My latest newspaper column:
Inconceivable as it is that a Jewish Socialist could become president, I’m glad Bernie Sanders is running. For one thing, it might stimulate inquiry into what Bernie means when he describes himself as a “democratic socialist.” People toss around political labels like grenades nowadays, refusing to consider solutions (not to mention problems) on their merits, flinging the preferred vulpine epithet to dismiss ideas out of hand. It’s long past time to go deeper. Considering the magnitude of the problems we face, it might already be too late. 
There’s a discussion worth having in the US, without the demagoguery and apocalyptic superficiality that’s become the norm since the election of our Kenyan Muslim Nazi Socialist Communist America-hating terrorist-loving powerless dictator of a president. Why, we should ask ourselves, do Scandinavian countries consistently rank better than we do in so many important categories? Health. Education. Longevity. Crime. Quality of life (whatever that means.) If we’re certain we prefer our economic priorities to theirs, we ought to be able to say why, to say what it is about those countries, given the aforementioned areas of ascendency, that we find objectionable. After all, their versions of socialism – what we might call “democratic socialism” – differ widely from that which, until recently, characterized China and Russia. Private enterprise is central to and flourishes in Scandinavia. Who hasn’t brought a bookshelf home from Ikea in a Volvo? 

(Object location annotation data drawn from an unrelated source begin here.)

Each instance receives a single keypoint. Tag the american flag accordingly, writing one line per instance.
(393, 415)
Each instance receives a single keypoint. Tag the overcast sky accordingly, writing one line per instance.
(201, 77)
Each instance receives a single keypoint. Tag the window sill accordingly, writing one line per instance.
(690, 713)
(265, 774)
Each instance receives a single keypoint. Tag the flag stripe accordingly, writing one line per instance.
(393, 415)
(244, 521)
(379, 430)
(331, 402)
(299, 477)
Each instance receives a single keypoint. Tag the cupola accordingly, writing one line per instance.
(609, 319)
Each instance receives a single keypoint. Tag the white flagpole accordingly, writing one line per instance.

In the midst of the Cold War, I spent a summer in the Soviet Union on a language study tour. Khrushchev’s shoe was still reverberating in the UN and race riots were boiling across the US. Even as naïve biology major, and well before the appearance of Gorbachev and Reagan on the scene, I could see that the Soviet system (textbook socialism but never communism) was failing. I saw factories in disrepair, where posters on walls declaring the mortal danger of America seemed to be the only motivation workers had to do their jobs. Only Party members had cars, made in the USSR, more of which were uphooded alongside the road than driving on it. Living in cramped gray apartments in shoddy buildings while their leaders enjoyed comparative luxury, people wearing drab clothes and worn-out shoes pushed others aside to get to the loaves of bread on shelves. Newspapers, meanwhile, featured pictures of US police turning dogs and fire hoses on black people, headlines declaring the evils of Uncle Sam. Absent an existential enemy and constant propagandizing, I concluded, regular people there would never put up with such one-sided austerity. (Shall I enumerate similarities to the playbook of one side of our current political spectrum? Too easy. It’d be like shooting ducks in a fish.) 

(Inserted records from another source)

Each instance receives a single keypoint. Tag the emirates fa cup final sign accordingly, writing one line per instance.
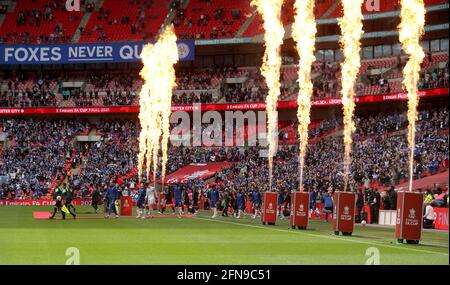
(344, 212)
(408, 224)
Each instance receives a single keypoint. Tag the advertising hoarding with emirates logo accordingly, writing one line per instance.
(344, 212)
(299, 210)
(269, 208)
(408, 225)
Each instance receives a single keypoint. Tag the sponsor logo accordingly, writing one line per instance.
(270, 209)
(73, 5)
(183, 50)
(412, 220)
(345, 216)
(301, 211)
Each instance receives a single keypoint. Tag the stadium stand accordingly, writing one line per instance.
(39, 22)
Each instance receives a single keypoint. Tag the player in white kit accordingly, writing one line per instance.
(150, 198)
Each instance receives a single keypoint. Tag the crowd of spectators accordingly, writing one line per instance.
(35, 17)
(37, 155)
(24, 92)
(41, 148)
(119, 88)
(222, 27)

If communism is inconsistent with human nature (it is), and if pure socialism creates torpor and eventually rots and collapses under its own weight (it does), we’ve seen (but not learned) in our own experience that unfettered capitalism is unsustainable too; yet every Republican candidate would take us there again. The party that considers itself most aligned with business is the one leading the way down, arguing for widespread deregulation and elimination of all manner of protections for citizens (not to mention the planet.) Sequestering most wealth in the hands of few is inimical to successful capitalism. So is limitless squeezing of workers. It’s history, it’s arithmetic, and it’s obvious. Boiled down, that’s what Bernie Sanders is trying to say. 
If the Senator has any chance to win, and I don’t think he does, I’d like to see him moderate his rhetoric. The point about wealth sequestration can be made without blanket demonization of corporations and the very wealthy; but, as ought to be obvious to everyone not receiving gargantuan tax breaks, or hiding profits overseas, or polluting, or all three, there are myriad ways in which their outsized political influence is changing America for the worse. We need more jobs, safer roads and dams and bridges, a modernized electric grid, better access to healthcare and quality education. Government has a necessary role in that. We know where the money is, and it’d require only a small portion of it to make it happen. Corporations and billionaires would be fine. At the least, Sanders’ campaign might result in talking about it.